In this study, biological conditions were not included in these models. Cell migration, proliferation and differentiation were not simulated. Because of the irregular microstructure of the models, each region in the pores will have a different combination of fluid flow velocity, wall shear stress and pressure. Cells migrate into the scaffolds by means of the interstitial fluid flow. They do not reach the pores where the fluid flow does not penetrate. Abrupt changes of fluid flow velocity, wall shear stress and pressure will be perceived by cells during the migration process. Once cells are seeded in the scaffold, they can attach to specific areas of a pore, according to the mechanical stimuli of each point. However, as cells tend to differ, they synthesize an extracellular matrix and the number of cells increases, which lead to an increase in the fluid viscosity[23]. In this study, the analyzed fluid viscosity was 2.1 × 103 Pas.

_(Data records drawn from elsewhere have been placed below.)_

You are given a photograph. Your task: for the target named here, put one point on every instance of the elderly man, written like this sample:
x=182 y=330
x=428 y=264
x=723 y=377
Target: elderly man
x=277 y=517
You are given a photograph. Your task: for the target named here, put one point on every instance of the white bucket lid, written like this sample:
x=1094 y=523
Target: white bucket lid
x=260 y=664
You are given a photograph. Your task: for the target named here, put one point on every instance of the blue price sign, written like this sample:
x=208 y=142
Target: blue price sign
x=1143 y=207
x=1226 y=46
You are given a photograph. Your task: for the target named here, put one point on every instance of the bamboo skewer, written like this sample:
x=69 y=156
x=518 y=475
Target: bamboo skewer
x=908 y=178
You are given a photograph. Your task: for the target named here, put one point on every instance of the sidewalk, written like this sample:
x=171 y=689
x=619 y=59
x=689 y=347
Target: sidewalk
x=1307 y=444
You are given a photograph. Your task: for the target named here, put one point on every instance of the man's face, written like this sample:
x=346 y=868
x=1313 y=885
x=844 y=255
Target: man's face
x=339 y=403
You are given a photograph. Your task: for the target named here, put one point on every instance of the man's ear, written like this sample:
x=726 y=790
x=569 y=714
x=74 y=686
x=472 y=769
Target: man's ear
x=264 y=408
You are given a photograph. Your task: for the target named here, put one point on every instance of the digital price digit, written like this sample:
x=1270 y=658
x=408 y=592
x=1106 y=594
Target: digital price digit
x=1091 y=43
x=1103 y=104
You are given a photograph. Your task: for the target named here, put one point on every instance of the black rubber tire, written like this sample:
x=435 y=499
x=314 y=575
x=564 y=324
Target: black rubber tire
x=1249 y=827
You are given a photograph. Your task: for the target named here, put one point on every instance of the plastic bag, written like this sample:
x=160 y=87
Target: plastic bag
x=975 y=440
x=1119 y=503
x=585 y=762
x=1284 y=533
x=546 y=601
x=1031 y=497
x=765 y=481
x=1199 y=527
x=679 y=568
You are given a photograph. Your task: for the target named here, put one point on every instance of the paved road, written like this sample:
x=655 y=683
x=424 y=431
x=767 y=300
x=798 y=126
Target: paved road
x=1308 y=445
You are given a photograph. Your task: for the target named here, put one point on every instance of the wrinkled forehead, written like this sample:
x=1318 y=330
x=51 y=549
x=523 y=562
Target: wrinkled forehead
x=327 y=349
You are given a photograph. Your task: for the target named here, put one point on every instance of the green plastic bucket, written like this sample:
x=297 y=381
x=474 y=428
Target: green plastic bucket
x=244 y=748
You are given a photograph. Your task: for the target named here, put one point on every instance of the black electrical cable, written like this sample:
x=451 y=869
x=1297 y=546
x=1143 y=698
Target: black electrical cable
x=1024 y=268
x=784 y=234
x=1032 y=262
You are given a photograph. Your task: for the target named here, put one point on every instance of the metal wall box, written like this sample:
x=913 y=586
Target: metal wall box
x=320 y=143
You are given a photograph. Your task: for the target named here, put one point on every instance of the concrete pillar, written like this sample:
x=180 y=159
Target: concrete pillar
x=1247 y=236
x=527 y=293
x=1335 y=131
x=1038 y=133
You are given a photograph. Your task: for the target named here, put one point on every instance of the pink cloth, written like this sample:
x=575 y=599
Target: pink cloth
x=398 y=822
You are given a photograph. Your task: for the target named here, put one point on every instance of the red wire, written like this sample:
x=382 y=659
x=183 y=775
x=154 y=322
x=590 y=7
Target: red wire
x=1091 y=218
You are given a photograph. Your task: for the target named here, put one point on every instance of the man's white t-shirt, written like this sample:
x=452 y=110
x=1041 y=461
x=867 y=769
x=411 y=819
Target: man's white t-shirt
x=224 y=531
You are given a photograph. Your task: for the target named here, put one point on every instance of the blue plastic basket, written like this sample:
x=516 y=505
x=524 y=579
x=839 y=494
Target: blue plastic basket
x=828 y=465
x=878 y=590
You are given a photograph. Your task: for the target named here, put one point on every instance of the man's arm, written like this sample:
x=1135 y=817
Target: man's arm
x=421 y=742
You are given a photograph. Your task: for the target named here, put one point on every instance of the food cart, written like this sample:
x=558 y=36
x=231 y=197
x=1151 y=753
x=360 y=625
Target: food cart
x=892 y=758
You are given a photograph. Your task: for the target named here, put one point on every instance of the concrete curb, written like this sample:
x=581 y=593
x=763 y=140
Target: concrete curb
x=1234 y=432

A linear relationship between wall shear stress and imposed flow was found as a result of the very low Reynolds numbers causing the convective terms in the Navier-Stokes equations to be negligible[24]. A Newtonian fluid in the steady state was simulated in this study. None penetration wall model and a gravity condition were set. In this study, we reconstructed the nature of the real bone scaffold model, carried out the flow field analysis, set up 4 levels of inlet velocity, made a comprehensive analysis and compared these 3 models. From Fig. 9, considering the distribution of the wall shear stress for the conditions of 100 m/s inlet velocity and 1.45 × 10−3 Pas viscosity, the wall shear stress was within 0.015 4 Pa in DS, 0.098 5 Pa in FS and 0.023 6 Pa in NS, which were in good agreement with relevant literature[25]. The highest cell viability and proliferation were obtained at an average wall shear stress of 0.05 mPas. An upregulation of osteo-related gene messenger ribouncleic acid (mRNA) was observed as the fluid flow velocity increased from 0.005 to 0.1 mm/s leading to a wall shear stress of 5 mPas, detrimental to cell viability. These results demonstrated that cells can be stimulated by an average wall shear stress of around 1 mPas[23, 26]. From Table 3, at an inlet velocity of 100 µm/s, for 3 values of viscosity, the average wall shear stress in NS was 1.167 mPas, 1.629 mPas and 2.434 mPas, which was favorable for cell viability, while the corresponding values were 2.493 mPas, 3.223 mPas and 5.099 mPas in DS and 4.426 mPas, 5.494 mPas and 8.601 mPas in FS. The inlet velocity in DS and FS needed to be reduced to obtain an average wall shear stress of around 1 mPas at the expense of cell seeding efficiency[27].

5 Conclusions

We have transformed one 3D designed geometry and 2 geometries reversed from micro-CT to meshed models suitable for CFD simulations. This study provided detailed information about mechanical stimuli within the internal walls of these 3 biomaterial scaffolds with different morphologies. Fluid flow velocity, wall shear stress and pressure were determined for different conditions within the scaffolds according to the architecture of the samples suggesting that cells would be exposed to different stimulations. The dog femora scaffold as a reference standard, the designed scaffold and the porous and biodegradable β-TCP based on freeze-drying scaffold were evaluated in terms of microstructure and fluid simulation results. Actually, cell migration, proliferation and differentiation gradually changed the morphology of the scaffold and viscosity of the medium, which could be taken into account in future works. A dynamic perfusion system could be made and future experiments would be necessary. This methodology allowed us to obtain more insight into the complex concept of tissue engineering and will likely help in understanding and eventually improving scaffold design methods.